Luapan Sungai Pacal Rendam Ratusan Rumah di Kecamatan Kapas Bojonegoro
Banjir yang disebabkan luapan Sungai Pacal itu merendam pemukiman warga, jalan hingga puluhan hektar lahan pertanian warga.
Penulis: Misbahul Munir | Editor: Samsul Arifin
Ringkasan Berita:
- Enam desa di Kecamatan Kapas, Bojonegoro, terendam banjir akibat luapan Sungai Pacal.
- Total 508 kepala keluarga terdampak, ratusan rumah dan sawah tergenang.
- BPBD memastikan tidak ada korban jiwa, warga diminta tetap waspada.
Laporan Wartawan Tribunjatim Network Misbahul Munir
TRIBUNJATIM.COM, BOJONEGORO – Hujan deras dengan intensitas tinggi yang mengguyur Kabupaten Bojonegoro, Jawa Timur, menyebabkan Sungai Pacal meluap dan merendam sedikitnya enam desa di Kecamatan Kapas, Rabu (11/2/2026).
Banjir menggenangi permukiman warga, akses jalan, hingga puluhan hektare lahan pertanian yang ditanami padi.
Hujan deras dengan intensitas tinggi yang mengguyur wilayah Kabupaten Bojonegoro, Jawa Timur, menyebabkan sedikitnya enam desa di Kecamatan Kapas dilaporkan terendam banjir.
Banjir yang disebabkan luapan Sungai Pacal itu merendam pemukiman warga, jalan hingga puluhan hektar lahan pertanian warga.
Pelaksana Tugas (Plt) Kepala Pelaksana BPBD Bojonegoro, Heru Wicaksi, mengatakan pihaknya bergerak cepat setelah menerima laporan dari masyarakat.
Baca juga: Sosok Setyo Wahono Bupati Bojonegoro Sekaligus Adik Pratikno, Pernah Kerja di Bank
508 KK Terdampak di Enam Desa
“Prioritas kami memastikan keselamatan warga dan memantau perkembangan debit air,” ujar Heru, pada rabu (11/2/2026).
Berdasarkan data Pusdalops TRC BPBD Bojonegoro, ada 6 desa yang terdampak banjir, meliputi Desa Kapas, Plesungan, Mojodeso, Tanjungharjo, Bakalan, dan Tikusan.
Di Desa Kapas, sebanyak 28 rumah warga yang tersebar di RT 02, RT 03, RT 04, RT 09, dan RT 11 dilaporkan tergenang air.
Baca juga: Jadwal Proliga 2026 Seri Bojonegoro 12-15 Februari: LavAni, Samator hingga Popsivo Tampil
Sementara itu, di Desa Mojodeso, banjir merendam 40 rumah yang berada di delapan RT berbeda.
Di Desa Tanjungharjo, sedikitnya 16 rumah terdampak dengan ketinggian air berkisar antara 20 hingga 40 sentimeter. Tak hanya permukiman, genangan juga terjadi di Jalan PUK Kedaton–Tanjungharjo.
BPBD Minta Warga Tetap Waspada
Banjir juga menggenangi jalan lingkungan di Desa Plesungan, tepatnya di RT 3 dan RT 12, dengan ketinggian air antara 5 hingga 10 sentimeter.
Sementara itu, Desa Bakalan menjadi salah satu wilayah dengan jumlah rumah terdampak cukup banyak.
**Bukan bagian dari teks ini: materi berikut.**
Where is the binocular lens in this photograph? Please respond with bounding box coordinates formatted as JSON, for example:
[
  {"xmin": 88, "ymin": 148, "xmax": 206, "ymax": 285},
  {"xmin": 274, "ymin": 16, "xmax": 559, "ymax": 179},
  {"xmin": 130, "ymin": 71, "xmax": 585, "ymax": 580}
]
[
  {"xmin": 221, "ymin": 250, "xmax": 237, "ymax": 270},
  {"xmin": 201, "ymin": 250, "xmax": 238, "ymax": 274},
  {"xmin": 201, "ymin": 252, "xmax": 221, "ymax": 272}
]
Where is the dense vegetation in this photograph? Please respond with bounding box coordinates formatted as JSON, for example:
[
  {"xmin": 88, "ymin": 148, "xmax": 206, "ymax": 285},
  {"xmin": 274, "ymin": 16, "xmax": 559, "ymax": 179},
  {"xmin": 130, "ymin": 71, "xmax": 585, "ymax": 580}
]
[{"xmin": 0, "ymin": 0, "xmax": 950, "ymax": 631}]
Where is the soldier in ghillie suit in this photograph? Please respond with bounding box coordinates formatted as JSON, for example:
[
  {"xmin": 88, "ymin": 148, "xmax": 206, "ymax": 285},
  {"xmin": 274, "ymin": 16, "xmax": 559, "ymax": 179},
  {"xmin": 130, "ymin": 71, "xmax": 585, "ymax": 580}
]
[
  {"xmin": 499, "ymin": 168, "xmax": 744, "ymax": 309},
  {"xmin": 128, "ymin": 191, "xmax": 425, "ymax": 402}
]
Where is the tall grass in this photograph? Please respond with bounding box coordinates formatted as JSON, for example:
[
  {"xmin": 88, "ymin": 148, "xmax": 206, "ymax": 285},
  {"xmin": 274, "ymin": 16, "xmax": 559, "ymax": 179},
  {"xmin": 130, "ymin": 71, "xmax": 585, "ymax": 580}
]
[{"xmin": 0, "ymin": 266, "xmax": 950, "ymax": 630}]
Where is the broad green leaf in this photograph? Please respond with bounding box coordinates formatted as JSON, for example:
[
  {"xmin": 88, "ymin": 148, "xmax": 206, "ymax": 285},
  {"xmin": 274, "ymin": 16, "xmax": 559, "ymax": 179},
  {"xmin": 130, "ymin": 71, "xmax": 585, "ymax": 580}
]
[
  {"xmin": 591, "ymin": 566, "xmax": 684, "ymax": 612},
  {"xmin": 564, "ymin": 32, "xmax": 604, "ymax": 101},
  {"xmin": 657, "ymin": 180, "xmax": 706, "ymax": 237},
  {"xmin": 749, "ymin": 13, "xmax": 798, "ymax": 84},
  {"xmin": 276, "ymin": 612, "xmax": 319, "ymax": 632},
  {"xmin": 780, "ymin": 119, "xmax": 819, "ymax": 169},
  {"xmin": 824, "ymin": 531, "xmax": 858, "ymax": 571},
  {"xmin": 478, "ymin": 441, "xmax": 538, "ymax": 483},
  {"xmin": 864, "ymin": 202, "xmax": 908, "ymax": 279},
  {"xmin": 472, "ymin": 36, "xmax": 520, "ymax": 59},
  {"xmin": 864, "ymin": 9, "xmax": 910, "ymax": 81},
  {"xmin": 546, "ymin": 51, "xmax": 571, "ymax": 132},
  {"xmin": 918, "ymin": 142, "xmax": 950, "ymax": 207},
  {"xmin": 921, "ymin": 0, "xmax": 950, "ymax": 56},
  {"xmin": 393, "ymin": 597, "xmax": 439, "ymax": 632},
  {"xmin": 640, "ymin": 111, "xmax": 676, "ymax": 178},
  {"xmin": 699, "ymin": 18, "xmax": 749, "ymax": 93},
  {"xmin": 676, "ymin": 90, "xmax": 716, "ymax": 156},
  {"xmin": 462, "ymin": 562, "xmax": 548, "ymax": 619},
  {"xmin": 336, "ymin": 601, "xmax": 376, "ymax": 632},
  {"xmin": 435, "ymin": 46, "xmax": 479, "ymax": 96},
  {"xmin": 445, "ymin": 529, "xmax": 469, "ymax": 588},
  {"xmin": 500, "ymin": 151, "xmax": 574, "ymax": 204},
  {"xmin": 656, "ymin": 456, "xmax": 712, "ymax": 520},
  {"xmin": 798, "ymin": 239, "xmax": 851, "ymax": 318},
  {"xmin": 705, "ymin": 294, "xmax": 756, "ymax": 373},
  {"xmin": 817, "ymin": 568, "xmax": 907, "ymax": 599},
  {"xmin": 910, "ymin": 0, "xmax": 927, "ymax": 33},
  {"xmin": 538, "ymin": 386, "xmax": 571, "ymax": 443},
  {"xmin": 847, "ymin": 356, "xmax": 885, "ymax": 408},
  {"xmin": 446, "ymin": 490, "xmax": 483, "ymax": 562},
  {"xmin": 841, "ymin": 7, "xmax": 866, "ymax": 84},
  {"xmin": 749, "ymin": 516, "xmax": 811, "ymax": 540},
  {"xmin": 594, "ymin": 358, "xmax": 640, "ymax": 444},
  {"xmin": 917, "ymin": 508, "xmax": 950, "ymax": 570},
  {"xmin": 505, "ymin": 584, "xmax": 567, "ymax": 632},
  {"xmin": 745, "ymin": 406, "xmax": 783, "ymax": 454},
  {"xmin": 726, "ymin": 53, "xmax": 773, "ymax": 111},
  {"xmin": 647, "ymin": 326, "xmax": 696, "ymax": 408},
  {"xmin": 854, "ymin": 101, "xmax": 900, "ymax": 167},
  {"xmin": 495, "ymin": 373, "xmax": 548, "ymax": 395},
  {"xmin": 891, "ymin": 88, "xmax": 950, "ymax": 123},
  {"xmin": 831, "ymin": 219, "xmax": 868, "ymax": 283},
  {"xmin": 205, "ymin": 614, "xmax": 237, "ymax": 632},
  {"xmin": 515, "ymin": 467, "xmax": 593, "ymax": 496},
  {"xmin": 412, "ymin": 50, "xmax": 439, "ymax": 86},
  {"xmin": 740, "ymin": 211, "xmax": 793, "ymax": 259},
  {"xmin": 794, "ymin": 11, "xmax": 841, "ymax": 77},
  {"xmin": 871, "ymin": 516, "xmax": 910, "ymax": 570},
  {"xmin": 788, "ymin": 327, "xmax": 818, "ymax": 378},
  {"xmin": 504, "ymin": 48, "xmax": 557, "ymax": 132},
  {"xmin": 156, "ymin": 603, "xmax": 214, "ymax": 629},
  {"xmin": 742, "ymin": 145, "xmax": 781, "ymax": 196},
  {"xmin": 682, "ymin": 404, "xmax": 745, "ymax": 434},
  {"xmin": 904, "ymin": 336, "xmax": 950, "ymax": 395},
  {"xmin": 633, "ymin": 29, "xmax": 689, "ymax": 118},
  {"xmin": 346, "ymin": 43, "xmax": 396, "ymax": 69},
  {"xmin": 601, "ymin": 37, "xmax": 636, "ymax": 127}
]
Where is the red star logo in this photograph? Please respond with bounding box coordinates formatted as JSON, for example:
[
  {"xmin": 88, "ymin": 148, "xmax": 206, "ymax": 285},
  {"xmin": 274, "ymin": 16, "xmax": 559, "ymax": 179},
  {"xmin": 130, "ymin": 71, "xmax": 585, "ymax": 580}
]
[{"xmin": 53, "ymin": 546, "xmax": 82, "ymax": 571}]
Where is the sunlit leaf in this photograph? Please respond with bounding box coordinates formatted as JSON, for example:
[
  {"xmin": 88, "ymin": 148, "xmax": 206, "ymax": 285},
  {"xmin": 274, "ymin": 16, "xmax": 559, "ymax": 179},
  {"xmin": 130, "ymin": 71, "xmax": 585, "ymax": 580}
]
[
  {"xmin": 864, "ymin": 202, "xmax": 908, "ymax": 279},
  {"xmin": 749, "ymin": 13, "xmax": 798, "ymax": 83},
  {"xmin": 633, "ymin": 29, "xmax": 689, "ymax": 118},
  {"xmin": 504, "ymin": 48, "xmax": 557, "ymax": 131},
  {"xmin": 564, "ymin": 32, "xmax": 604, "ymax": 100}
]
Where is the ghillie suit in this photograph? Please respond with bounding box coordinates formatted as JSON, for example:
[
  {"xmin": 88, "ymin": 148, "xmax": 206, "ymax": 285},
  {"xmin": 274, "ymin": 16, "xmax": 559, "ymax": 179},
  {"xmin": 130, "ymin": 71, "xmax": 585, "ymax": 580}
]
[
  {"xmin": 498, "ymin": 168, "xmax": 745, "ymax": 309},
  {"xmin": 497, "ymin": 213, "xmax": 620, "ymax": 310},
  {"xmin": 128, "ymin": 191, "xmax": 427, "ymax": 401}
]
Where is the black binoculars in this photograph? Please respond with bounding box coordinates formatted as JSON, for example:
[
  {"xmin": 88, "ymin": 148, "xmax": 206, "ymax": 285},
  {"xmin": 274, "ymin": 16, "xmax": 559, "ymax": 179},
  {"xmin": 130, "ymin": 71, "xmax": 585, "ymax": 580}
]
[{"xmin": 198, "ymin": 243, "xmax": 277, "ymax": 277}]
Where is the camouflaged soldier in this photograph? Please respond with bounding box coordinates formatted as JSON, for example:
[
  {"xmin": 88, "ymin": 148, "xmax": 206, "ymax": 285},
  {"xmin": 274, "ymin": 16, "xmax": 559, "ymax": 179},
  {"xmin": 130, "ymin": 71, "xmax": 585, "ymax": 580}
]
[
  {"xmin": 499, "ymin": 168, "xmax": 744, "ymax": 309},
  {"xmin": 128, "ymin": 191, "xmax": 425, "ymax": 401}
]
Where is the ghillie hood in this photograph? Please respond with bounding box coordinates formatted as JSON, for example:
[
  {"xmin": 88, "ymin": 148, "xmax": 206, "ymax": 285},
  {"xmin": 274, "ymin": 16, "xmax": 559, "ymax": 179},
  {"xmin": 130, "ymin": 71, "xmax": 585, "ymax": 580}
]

Sebanyak 112 rumah warga dari sembilan RT dilaporkan tergenang.
Hingga laporan terakhir, masih terdapat 15 rumah yang belum sepenuhnya surut meski kondisi air mulai berangsur turun.
Sedangkan, di Desa Tikusan tercatat sebagai wilayah dengan jumlah warga terdampak terbanyak. Sebanyak 142 kepala keluarga (KK) yang tersebar di 10 RT terdampak banjir. Total 508 KK terdampak banjir.
| Ramalan Cuaca Jatim Selasa 2 Juni 2026, Seluruh Daerah Jawa Timur Diperkirakan Cerah |
|
|---|
| Seskab Teddy Sindir Mantan Wamenlu Dino Pati Djalal yang Kritik Prabowo Sering ke Luar Negeri |
|
|---|
| Ingin Fokus Jadi Ketua Partai, Kim Min-seok Dikabarkan Bakal Mundur dari PM Korsel |
|
|---|
| Buntut Masalah Limbah, Badan Gizi Nasional Hentikan Sementara 12 Dapur Makan Gratis di Bojonegoro |
|
|---|
| Sosok Adriatma Dwi, Suami Wali Kota Kendari Siska Karina yang Dipolisikan Karena Dugaan KDRT |
|
|---|
:quality(30):format(webp):focal(0.5x0.5:0.5x0.5)/jatim/foto/bank/originals/banjir-di-kecamatan-kapas-bojonegoro.jpg)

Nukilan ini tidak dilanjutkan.